The Vermont legislature legalized adult use cannabis in 2018, but at that time, there was no legislation that would establish a legal market. That was eventually corrected in October 2020 with additional legislation.
After a months-long regulation writing process, the CCB issued its first cultivation licenses just three months ago, in May. Since then, the CCB has doled out 86 licenses for outdoor grows, 25 for indoor grows and 41 for mixed operations.
The CCB has been favoring outdoor license approvals, given that Vermont’s grow season is tightly bound between May and October. This means that although most of the license holders can grow outside, not everyone decided to take the plunge on a short season.
“I know a guy who is definitely not growing this season. He got his license too late,” said Pizzutillo.
The CCB is currently on an August break, but once weekly meetings resume, it is expected that the Board will begin looking at manufacturing and retail licenses, while shifting toward approvals for indoor grows.
From the conversations I’ve had, the percentage of indoor and outdoor grows in Vermont will likely shake out somewhere between 1/3 and a half of all cultivation licenses could be for outdoors, or full sun, as many in the industry prefer.
Regardless of where things fall, that range of growing operations suggests that Vermont prices could be prone to seasonal waves.

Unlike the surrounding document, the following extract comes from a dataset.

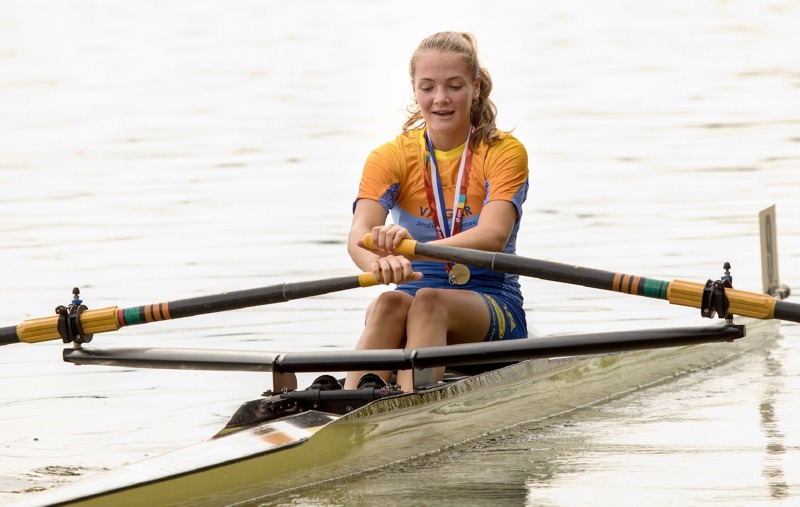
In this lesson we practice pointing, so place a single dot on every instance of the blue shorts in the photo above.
(507, 321)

Basically, if most of the flower is grown in the summer, the best prices will show up in the late fall.
“We hope to some extent that there is [fluctuation]. That may not necessarily be a bad thing,” said Pizzutillo. At the same time, he anticipated that Vermont’s market could favor craft growers that are able to manage a limited supply similarly to how premium coffee or craft beer survives with limited supplies. “I’ve been buying a high-quality coffee that comes out of Norway and that price point has not changed for ten years. It’s very high quality coffee and it’s a very controlled supply.”